Today's Overview
- A Chinese MoE puts "self-evolution" on the roadmap. MiniMax-M2 runs 230B params with only 9.8B active, built end-to-end for agent work, and its latest checkpoint can already debug its own training and rewrite its own scaffold.
- The biggest waste in parallel reasoning is branches thinking in isolation. CPT lets thinking branches share intermediate findings in real time, training-free, and pushes the accuracy-latency curve forward on competition math.
- RL-trained agents drift into over-calling tools. AKBE teaches a model when to look something up versus trust its own knowledge: 18% fewer tool calls, higher accuracy, 25% better tool efficiency.
- A skill shouldn't be a throwaway script. MUSE-Autoskill gives agent skills a full lifecycle so they carry experience across tasks and fix themselves through unit tests.
Featured
01 Training A 230B Model Starts Fixing Itself
The last two years have been a race on parameter counts and activation ratios.

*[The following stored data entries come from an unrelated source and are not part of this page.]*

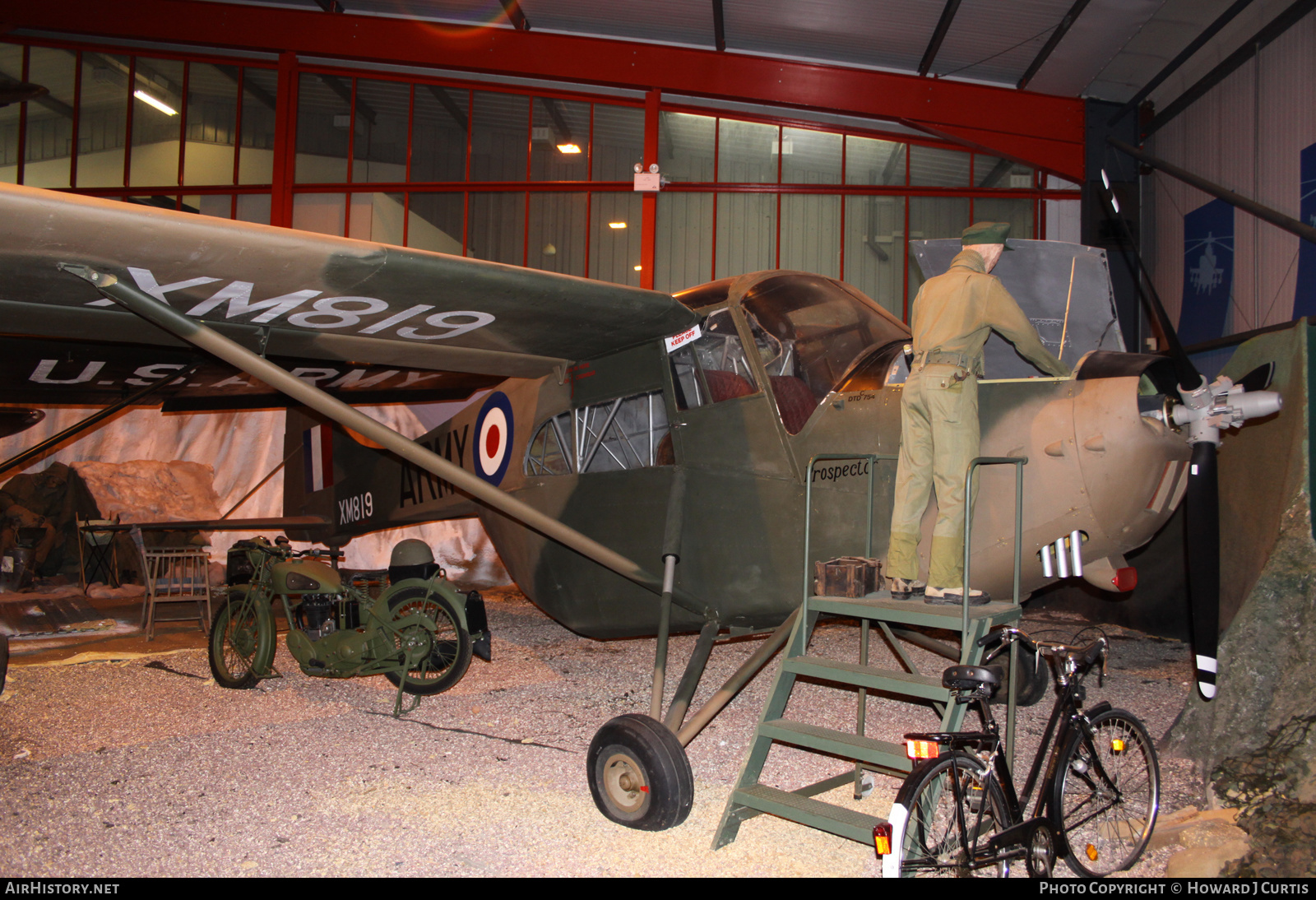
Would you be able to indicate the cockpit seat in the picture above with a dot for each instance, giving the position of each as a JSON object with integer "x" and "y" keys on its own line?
{"x": 727, "y": 386}
{"x": 794, "y": 401}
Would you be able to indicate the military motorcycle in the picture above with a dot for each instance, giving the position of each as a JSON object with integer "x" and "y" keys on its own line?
{"x": 420, "y": 632}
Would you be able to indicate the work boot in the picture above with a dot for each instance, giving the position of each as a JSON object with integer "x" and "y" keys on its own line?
{"x": 905, "y": 590}
{"x": 956, "y": 596}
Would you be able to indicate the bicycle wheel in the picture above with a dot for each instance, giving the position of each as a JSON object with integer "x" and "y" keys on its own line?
{"x": 934, "y": 842}
{"x": 1105, "y": 814}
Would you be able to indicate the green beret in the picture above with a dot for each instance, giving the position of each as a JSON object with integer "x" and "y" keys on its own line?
{"x": 985, "y": 233}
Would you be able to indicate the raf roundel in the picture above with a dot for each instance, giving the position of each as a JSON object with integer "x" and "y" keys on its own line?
{"x": 494, "y": 436}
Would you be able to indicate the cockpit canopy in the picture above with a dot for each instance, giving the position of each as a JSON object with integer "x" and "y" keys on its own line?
{"x": 809, "y": 332}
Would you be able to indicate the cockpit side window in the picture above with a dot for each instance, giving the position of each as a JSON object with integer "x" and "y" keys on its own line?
{"x": 712, "y": 369}
{"x": 795, "y": 401}
{"x": 603, "y": 437}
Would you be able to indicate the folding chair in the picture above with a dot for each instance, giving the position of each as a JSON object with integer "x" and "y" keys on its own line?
{"x": 96, "y": 551}
{"x": 177, "y": 575}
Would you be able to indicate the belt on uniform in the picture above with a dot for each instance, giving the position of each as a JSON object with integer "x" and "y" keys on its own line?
{"x": 938, "y": 357}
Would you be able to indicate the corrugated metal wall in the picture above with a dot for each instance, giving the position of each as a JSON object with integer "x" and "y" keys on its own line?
{"x": 1245, "y": 134}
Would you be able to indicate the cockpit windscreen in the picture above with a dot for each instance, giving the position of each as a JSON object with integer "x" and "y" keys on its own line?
{"x": 820, "y": 327}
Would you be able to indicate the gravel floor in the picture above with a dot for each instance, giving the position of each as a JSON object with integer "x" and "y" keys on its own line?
{"x": 148, "y": 768}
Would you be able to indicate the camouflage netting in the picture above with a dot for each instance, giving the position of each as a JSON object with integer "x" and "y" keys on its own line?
{"x": 1267, "y": 676}
{"x": 1276, "y": 788}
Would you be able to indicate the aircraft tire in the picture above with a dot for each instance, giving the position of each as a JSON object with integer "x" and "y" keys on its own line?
{"x": 640, "y": 775}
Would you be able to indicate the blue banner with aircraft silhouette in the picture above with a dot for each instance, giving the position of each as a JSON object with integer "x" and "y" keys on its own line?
{"x": 1207, "y": 271}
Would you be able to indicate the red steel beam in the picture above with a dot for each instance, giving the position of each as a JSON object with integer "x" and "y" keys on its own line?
{"x": 1039, "y": 129}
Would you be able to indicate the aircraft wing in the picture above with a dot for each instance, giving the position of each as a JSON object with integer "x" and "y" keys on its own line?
{"x": 303, "y": 296}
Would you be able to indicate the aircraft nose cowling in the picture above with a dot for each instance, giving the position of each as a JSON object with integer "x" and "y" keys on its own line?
{"x": 1133, "y": 467}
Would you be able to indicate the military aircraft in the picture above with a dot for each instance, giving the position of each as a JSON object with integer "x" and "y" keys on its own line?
{"x": 609, "y": 428}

The hard part is different: turning a model into something that does work, not a student that answers questions. MiniMax's M2 series takes an aggressive position. Total params hit 229.9B, only 9.8B fire per token, and the whole stack — data to training — is built for agent work.
An agent-driven data pipeline produces large volumes of verifiable coding and office traces. Each trace binds to a real, runnable workspace and an "artifact-aligned" reward. The most interesting piece is the latest M2.7 checkpoint, which takes a first step toward self-evolution: it can autonomously debug its own training and modify its own scaffold. The companion system, Forge, is an RL stack for long-horizon agent traces that cleanly decouples training, inference, and the agent, working with both white-box and black-box agents.
For teams tracking open or in-house base models, this is another data point on small activation buying strong capability. The self-evolution part is the one to follow — though the real grade depends on hands-on testing.
Key takeaways: - 230B total params, 9.8B active, with the full pipeline built for agentic deployment rather than answering questions. - M2.7 can already debug its own training and rewrite its own scaffold, making self-evolution more than a slogan. - Forge decouples training, inference, and agent, and is the engineering base that makes the whole thing run.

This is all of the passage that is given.